Roosma was presented with a trophy, medal, hat and shirt following his Cal Pac win, giving his dorm room at PUC a new look.
The national championships is an 8K race that will be held at Fort Vancouver National Historic Site in Vancouver, Wash., starting at 10:30 a.m.
Roosma set school records at Walla Walla Valley Academy, a Seventh-day Adventist school, for the 800-meter run (1:55), 1,500 (3:57), 1,600 (4:15), 3,000 (9:04), and 3,200 (9:45).
He won the Washington state meet title in the Class 2B boys 1,600-meter race with a personal record time of 4:15.07 at Eastern Washington University in Cheney, WA in May.
“It was a good season. And going into the state meet, I was really confident. I knew that I had a really good chance of winning the state title,” he said. “I was really happy with it. It was really gratifying to know that the hard work paid off.”
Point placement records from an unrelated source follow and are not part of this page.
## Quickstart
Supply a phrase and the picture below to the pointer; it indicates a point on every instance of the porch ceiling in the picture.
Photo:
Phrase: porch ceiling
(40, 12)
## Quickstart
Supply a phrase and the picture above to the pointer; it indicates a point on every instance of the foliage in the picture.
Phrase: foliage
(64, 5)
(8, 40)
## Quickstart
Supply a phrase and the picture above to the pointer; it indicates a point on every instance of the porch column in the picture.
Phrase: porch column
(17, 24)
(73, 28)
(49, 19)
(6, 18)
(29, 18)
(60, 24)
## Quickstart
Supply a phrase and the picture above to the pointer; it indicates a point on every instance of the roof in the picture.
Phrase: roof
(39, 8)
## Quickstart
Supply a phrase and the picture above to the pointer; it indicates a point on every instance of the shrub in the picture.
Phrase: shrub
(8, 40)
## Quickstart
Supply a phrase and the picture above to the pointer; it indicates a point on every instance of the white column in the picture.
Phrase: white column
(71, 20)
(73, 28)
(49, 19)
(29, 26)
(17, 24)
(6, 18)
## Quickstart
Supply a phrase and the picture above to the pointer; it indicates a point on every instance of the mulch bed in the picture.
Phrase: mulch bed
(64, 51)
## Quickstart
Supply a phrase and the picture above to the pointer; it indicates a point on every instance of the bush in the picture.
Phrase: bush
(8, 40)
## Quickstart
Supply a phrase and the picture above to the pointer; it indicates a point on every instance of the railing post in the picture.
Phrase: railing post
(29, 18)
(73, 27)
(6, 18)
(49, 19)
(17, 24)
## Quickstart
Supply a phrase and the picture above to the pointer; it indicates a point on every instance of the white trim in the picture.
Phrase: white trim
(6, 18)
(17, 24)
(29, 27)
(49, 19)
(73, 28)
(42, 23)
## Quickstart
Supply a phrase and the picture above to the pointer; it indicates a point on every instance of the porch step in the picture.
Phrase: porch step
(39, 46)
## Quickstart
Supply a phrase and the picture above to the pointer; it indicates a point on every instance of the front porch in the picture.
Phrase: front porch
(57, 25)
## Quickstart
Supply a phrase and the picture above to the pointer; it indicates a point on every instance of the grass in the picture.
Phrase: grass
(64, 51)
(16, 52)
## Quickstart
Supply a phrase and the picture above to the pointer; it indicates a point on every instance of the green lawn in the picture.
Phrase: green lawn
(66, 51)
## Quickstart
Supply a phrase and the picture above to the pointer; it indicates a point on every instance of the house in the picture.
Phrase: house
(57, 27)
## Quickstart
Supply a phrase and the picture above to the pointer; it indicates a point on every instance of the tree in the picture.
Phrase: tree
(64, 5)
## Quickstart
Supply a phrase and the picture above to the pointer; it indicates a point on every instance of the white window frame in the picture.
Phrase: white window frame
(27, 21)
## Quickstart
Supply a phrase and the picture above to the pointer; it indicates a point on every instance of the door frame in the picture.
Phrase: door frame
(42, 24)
He qualified for the state track and field meet three straight years. He qualified for the state cross country meet twice, but was unable to compete in observance of Seventh-day Adventist religious purposes on Saturdays.
Roosma trained throughout the summer months prior to arriving at PUC. He said it was his best offseason of training that he has ever had. He worked up to running 80 miles per week at one point, and maintained that level for four weeks.
“I put in a lot of work and did a lot of good base building over the summer. I came here in shape,” he said.
Muhic would like to get Roosma, 19, into some track and field meets during the spring, if possible, as an unattached runner.
“He’s an amazing track runner, too, so we don’t want to give up the opportunity to be out there competing,” said Muhic, a PUC graduate, who ran cross country and track at Sir Francis Drake High-San Anselmo and cross country for the Pioneers.
Said Roosma, “I’ve been really impressed with Coach Muhic. I really want to get after the workouts and just crush everything, hammer this and hammer that. But he keeps me accountable and makes sure I stay healthy and don’t do stupid stuff.”
The goal for Roosma at nationals is to get into the top 30 of the race and run a personal record.
“These guys are all very competitive. It’s going to be a tight race on a very narrow course,” said Muhic.